What is the purpose of the PySpark transform() function and how can it be used in a practical scenario with an example? 2

What is the purpose of the PySpark transform() function and how can it be used in a practical scenario with an example?

The PySpark transform() function is used to apply a function to each element in a specified Spark Resilient Distributed Dataset (RDD). Its purpose is to transform the data within an RDD into a different format or structure, allowing for easier analysis and manipulation. This function is commonly used in big data processing and machine learning applications.

Practically, this function can be used in scenarios where data needs to be manipulated before further analysis. For example, let’s say we have a dataset containing information about customer purchases. We want to calculate the total amount spent by each customer and return the result in a new RDD. We can use the transform() function to map each purchase record in the original RDD to the corresponding customer and then reduce the data by summing up the total amount spent by each customer. This transformed RDD can then be used for further analysis, such as identifying top-spending customers or creating personalized marketing strategies. Overall, the transform() function allows for efficient data processing and helps to extract valuable insights from large datasets.

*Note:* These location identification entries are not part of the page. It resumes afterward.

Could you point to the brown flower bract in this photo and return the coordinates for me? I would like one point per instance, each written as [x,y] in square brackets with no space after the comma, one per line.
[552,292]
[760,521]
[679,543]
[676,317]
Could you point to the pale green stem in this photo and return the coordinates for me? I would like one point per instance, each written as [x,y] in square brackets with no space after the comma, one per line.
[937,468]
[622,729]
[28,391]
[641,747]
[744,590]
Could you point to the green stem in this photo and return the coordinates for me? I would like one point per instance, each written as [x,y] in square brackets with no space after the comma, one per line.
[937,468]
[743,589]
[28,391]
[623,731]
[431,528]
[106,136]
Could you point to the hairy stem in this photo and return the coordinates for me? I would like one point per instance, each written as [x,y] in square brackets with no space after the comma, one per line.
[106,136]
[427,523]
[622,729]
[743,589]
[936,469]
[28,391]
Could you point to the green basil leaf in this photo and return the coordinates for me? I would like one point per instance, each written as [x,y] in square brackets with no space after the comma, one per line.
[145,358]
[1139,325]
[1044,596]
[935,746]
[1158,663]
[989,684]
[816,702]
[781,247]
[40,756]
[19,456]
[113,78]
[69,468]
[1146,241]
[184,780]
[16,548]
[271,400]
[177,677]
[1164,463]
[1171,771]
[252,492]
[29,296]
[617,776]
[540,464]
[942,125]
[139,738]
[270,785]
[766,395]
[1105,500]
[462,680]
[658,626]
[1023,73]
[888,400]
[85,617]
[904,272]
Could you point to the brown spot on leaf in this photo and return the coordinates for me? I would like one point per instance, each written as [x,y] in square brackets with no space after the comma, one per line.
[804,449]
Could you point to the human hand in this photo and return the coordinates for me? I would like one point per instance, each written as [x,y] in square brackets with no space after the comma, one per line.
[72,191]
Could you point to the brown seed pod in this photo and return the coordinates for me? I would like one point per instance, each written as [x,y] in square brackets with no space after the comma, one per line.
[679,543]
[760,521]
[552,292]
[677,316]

PySpark provides two transform() functions one with DataFrame and another in pyspark.sql.functions.

In this article, I will explain the syntax of these two functions and explain with examples. First, let’s create the DataFrame.


# Imports
from pyspark.sql import SparkSession

# Create SparkSession
spark = SparkSession.builder 
            .appName('SparkByExamples.com') 
            .getOrCreate()

# Prepare Data
simpleData = (("Java",4000,5), 
    ("Python", 4600,10),  
    ("Scala", 4100,15),   
    ("Scala", 4500,15),   
    ("PHP", 3000,20),  
  )
columns= ["CourseName", "fee", "discount"]

# Create DataFrame
df = spark.createDataFrame(data = simpleData, schema = columns)
df.printSchema()
df.show(truncate=False)

1. PySpark DataFrame.transform()

The pyspark.sql.DataFrame.transform() is used to chain the custom transformations and this function returns the new DataFrame after applying the specified transformations.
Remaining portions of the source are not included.